Thanks, yes, it'd be good to get to the bottom of it so we can be sure that it's covered by #43699 and is not a different issue.

Hello again @DavidTurner:

I've run into a similar situation today. One node went offline after triggering a normal deletion of old indices with curator. The node was showing the same symptoms (joining-leaving the cluster in a loop). I took the opportunity to take a look at the hot_threads while the node bootstrapped and here is the result:

The node is still "flapping". This data node has 32vCPU and 30GB of RAM, and it is mostly idle:

A couple more of hot_threads:

From a brief check it does look to be starting up engines slowly, perhaps due to slow IO, but not global ordinals. I'm not going to be available to look more for a couple of weeks. I'd recommend looking into the slow IO possibility some more, and if you can rule that out then open an issue on GitHub and link it back to this thread.
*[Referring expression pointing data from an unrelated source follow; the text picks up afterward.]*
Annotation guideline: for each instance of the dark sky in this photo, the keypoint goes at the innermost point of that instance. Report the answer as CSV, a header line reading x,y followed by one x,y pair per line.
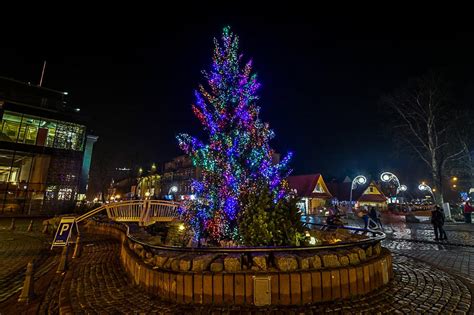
x,y
322,78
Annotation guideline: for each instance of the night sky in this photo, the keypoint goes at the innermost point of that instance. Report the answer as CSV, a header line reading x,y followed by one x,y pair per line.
x,y
322,78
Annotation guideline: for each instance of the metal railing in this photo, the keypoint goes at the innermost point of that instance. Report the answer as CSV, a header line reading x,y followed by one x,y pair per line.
x,y
373,237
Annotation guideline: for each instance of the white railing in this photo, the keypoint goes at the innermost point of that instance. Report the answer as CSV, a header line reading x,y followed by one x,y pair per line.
x,y
145,212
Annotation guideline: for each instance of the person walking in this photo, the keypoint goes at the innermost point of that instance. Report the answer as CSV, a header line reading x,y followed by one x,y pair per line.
x,y
437,219
468,212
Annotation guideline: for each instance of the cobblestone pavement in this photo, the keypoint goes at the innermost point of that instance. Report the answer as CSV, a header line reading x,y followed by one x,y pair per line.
x,y
455,259
16,250
96,284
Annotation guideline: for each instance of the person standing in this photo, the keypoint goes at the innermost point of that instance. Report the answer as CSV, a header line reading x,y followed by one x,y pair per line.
x,y
373,214
468,212
437,219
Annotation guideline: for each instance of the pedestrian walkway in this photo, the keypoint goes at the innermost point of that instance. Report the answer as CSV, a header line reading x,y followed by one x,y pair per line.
x,y
17,249
96,283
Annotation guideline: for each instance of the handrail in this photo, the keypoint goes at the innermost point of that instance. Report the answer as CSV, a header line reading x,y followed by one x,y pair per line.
x,y
90,213
378,236
144,215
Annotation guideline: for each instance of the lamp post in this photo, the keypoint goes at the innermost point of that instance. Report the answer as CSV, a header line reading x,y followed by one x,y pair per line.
x,y
388,177
424,187
358,180
173,189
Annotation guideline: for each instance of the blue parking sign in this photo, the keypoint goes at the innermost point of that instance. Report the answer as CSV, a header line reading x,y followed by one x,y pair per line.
x,y
64,231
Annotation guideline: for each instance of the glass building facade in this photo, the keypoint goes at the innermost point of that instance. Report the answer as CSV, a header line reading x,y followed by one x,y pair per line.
x,y
44,164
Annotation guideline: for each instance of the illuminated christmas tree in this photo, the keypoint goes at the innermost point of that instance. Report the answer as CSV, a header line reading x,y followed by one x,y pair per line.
x,y
237,159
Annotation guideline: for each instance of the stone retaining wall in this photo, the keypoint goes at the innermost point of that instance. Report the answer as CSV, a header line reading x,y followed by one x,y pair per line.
x,y
295,287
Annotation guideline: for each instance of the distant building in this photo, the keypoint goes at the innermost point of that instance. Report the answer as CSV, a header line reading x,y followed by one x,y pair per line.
x,y
178,175
369,195
45,149
313,192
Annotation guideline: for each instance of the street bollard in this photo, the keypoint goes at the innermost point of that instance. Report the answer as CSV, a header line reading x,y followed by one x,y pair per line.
x,y
45,228
77,248
28,293
12,226
30,227
62,261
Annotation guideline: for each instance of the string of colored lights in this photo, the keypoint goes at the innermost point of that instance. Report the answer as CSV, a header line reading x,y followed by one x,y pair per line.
x,y
238,157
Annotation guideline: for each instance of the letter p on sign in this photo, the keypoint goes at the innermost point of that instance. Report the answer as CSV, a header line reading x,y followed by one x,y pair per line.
x,y
64,232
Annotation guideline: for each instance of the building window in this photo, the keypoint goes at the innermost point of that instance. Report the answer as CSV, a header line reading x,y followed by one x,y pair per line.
x,y
34,131
318,189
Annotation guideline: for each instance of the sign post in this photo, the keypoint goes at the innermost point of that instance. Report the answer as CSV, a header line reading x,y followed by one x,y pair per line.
x,y
64,232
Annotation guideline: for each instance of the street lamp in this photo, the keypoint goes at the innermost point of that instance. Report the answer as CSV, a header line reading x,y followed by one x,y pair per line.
x,y
388,177
424,187
173,189
358,180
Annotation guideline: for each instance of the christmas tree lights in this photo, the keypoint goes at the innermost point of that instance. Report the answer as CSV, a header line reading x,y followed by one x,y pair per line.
x,y
237,158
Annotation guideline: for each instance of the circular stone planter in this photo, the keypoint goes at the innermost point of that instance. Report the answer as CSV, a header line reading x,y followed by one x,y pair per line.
x,y
287,276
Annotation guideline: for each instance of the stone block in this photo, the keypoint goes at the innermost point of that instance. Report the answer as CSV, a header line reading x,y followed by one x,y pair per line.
x,y
303,262
185,263
259,261
315,262
353,258
360,252
377,248
201,263
217,265
232,263
286,262
330,260
343,260
159,260
368,251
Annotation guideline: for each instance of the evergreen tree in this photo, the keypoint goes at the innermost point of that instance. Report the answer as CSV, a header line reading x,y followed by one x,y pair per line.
x,y
237,156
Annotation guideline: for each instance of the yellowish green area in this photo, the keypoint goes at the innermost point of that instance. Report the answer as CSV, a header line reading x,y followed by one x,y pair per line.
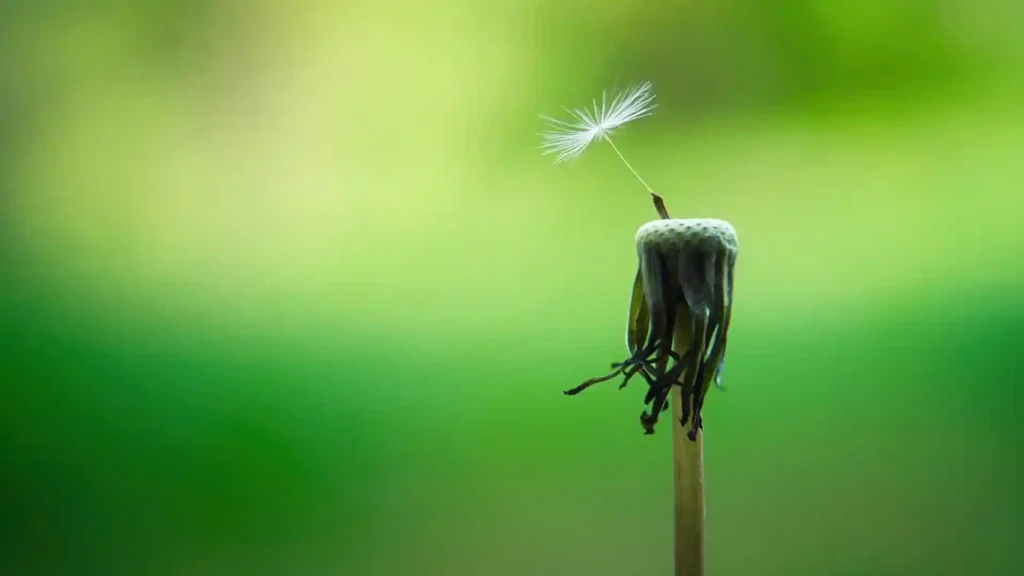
x,y
288,289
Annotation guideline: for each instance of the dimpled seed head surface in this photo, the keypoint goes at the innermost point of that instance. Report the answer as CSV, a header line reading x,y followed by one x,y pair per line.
x,y
675,234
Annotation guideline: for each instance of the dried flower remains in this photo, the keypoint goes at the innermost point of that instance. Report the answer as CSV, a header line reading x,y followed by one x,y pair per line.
x,y
679,315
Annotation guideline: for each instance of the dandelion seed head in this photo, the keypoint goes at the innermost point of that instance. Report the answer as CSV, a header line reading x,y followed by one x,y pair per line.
x,y
568,139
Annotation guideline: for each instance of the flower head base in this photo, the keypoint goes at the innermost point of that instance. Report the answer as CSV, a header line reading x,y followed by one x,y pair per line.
x,y
679,315
568,139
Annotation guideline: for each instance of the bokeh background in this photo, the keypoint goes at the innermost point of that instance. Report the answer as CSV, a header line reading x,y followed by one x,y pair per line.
x,y
288,289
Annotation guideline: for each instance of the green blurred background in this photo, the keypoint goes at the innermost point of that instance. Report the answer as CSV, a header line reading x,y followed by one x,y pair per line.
x,y
288,289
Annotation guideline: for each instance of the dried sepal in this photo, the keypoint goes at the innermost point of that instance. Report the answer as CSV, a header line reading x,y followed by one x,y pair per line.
x,y
679,315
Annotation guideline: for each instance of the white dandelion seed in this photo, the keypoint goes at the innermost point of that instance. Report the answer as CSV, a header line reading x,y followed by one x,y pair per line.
x,y
568,139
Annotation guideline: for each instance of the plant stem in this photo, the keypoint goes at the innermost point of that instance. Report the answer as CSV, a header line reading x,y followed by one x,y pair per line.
x,y
687,460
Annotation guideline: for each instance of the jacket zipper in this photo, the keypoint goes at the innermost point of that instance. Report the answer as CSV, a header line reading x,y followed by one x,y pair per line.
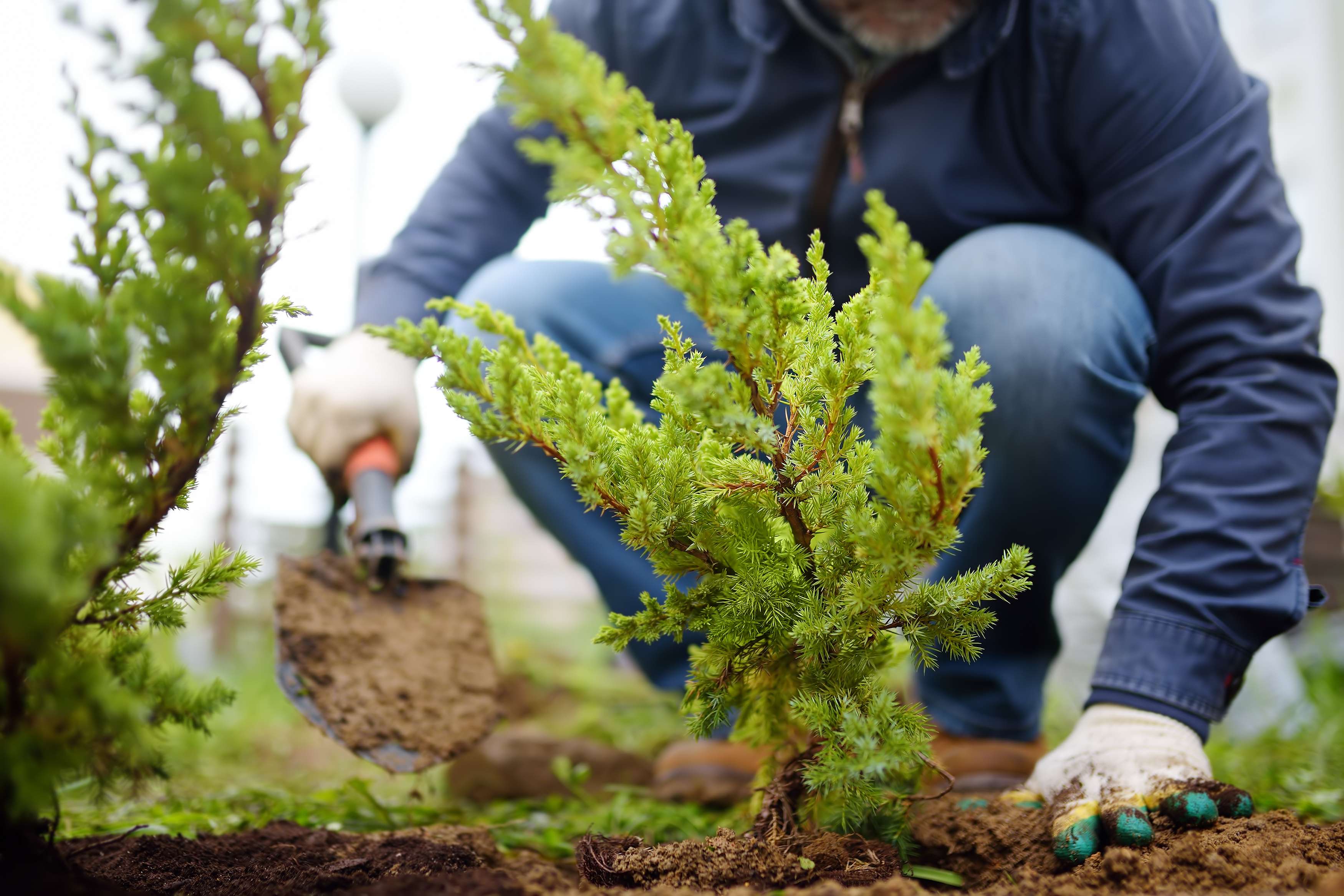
x,y
844,146
850,126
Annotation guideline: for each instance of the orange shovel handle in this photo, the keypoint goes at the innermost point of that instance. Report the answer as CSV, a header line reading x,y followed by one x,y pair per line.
x,y
377,453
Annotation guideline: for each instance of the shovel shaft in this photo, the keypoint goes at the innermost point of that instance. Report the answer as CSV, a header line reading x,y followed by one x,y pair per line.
x,y
370,476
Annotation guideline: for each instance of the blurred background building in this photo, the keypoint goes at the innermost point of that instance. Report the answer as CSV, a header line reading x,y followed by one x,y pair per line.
x,y
260,492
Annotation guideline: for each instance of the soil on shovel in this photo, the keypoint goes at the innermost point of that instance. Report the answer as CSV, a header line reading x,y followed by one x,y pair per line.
x,y
412,668
999,850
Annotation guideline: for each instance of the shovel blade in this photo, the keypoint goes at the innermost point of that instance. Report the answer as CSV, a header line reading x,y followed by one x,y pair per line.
x,y
404,679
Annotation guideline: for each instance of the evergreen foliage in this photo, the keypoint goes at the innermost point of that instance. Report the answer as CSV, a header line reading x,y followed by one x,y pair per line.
x,y
143,354
787,535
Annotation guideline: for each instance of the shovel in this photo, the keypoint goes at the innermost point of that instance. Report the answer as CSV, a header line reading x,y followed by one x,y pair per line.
x,y
397,669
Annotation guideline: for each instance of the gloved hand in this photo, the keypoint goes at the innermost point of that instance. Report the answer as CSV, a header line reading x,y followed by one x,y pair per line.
x,y
355,390
1116,767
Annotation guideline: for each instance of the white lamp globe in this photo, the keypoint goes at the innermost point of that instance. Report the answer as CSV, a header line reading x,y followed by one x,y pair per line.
x,y
370,89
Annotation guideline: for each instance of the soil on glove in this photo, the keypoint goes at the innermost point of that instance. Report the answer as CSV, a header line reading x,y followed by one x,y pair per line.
x,y
410,668
999,850
1003,850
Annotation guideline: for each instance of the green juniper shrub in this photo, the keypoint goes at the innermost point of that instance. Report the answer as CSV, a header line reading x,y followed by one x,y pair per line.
x,y
143,354
806,538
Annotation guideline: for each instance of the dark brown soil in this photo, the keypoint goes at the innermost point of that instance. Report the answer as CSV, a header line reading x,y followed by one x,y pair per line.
x,y
999,850
729,860
1003,850
410,669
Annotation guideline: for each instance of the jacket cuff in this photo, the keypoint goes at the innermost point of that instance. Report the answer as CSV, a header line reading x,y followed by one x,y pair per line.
x,y
382,299
1175,668
1148,704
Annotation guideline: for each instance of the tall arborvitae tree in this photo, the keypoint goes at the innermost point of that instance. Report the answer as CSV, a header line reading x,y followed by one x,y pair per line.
x,y
143,354
806,540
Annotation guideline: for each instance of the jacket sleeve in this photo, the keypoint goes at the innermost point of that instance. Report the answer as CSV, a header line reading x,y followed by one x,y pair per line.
x,y
1172,152
478,209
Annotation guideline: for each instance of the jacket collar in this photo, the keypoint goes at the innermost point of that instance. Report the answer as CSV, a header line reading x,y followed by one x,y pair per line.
x,y
968,50
765,23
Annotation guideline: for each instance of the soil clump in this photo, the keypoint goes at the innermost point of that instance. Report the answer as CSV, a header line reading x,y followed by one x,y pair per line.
x,y
999,850
1003,850
410,668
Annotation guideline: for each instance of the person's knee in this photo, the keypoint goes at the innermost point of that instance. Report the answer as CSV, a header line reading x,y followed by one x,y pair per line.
x,y
1041,303
522,289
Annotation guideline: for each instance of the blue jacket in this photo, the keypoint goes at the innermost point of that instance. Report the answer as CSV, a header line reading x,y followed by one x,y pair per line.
x,y
1128,120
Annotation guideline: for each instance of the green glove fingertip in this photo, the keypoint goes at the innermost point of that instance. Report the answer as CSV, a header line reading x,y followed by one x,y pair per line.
x,y
1190,808
1128,825
1234,802
1077,833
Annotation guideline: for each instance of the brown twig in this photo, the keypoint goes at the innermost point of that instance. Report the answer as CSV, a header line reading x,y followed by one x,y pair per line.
x,y
105,843
937,472
948,777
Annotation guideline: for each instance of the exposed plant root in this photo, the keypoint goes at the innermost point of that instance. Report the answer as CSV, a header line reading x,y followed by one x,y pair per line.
x,y
779,816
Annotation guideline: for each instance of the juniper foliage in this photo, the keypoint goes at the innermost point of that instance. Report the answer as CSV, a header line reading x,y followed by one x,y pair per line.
x,y
804,538
143,353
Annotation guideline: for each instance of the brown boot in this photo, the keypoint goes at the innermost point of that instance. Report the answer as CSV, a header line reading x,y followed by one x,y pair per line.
x,y
983,764
712,773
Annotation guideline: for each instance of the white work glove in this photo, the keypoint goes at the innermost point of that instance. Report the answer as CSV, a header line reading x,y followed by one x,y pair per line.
x,y
1116,766
355,390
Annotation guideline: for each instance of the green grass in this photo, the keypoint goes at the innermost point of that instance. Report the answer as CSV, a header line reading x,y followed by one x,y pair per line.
x,y
1303,770
264,762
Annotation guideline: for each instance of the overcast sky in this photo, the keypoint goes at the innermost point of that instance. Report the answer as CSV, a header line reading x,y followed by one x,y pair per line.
x,y
430,43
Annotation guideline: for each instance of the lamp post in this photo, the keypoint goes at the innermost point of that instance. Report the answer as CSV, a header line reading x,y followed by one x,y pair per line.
x,y
370,89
Would you say that faster I/O is required for the 7.x versions? We've been running this cluster in 6.x prior to the upgrade without major issues (at least not related to nodes dropping out of the cluster).

These nodes are running with normal pd-standard storage from GCP so I/O its not the fastest. Still, it feels strange that the nodes leave (or are kicked out of) the cluster due to a DELETE command or some actions over an initialising shard (as we suspect from this thread).

I don't think any of the slow bits here have changed significantly in version 7. However, versions before 7 would simply silently struggle on if nodes had such egregiously slow IO, which can make other failures much worse; v7 is stricter, to surface these issues earlier.